Abstract

Amorphous microporous metal oxides of titanium (AMM-Ti) modified with a few percent of a platinum(IV) halide have been prepared by a sol−gel procedure and characterized by various surface analytical methods. By these methods the metal salt is homogeneously distributed in an almost exclusively amorphous powder of high specific surface area (160−200 m2/g) and a pore size of 0.8 nm. From the coordination number of 4.3 and a Pt−Cl distance of 2.28 Å, as calculated from extended X-ray absorption fine structure results, we conclude that the platinum salt is present as PtCl4. The hybrid sample (Pt(IV)/AMM-Ti) catalyzes the photodegradation of 4-chlorophenol with visible light.
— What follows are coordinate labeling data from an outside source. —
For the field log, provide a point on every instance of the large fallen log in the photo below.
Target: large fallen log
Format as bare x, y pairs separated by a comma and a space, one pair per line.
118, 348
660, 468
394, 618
Apparent disappearance quantum yields decrease from 8.6 × 10-3 at 335 nm to 4.5 × 10-3 at 366 nm and 2.8 × 10-3 at 400 nm; lower values of 1.6 × 10-3 and 1.3 × 10-3 are found at 436 and 546 nm, respectively. The quantum yield at both 366 and 436 nm decreases linearly with the square root of the incident photon flux, suggesting increasing recombination of the photogenerated charge carriers. We postulate that the photocatalytic activity of Pt(IV)/AMM-Ti originates from local excitation of the platinum(IV) chloride chromophore, affording a halogen atom and Pt(III) as intermediate species. Charge-trapping by the titania matrix generates reducing and oxidizing surface sites from which subsequent photodegradation proceeds. Good photostability of Pt(IV)/AMM-Ti is demonstrated by repeated use of the photocatalyst.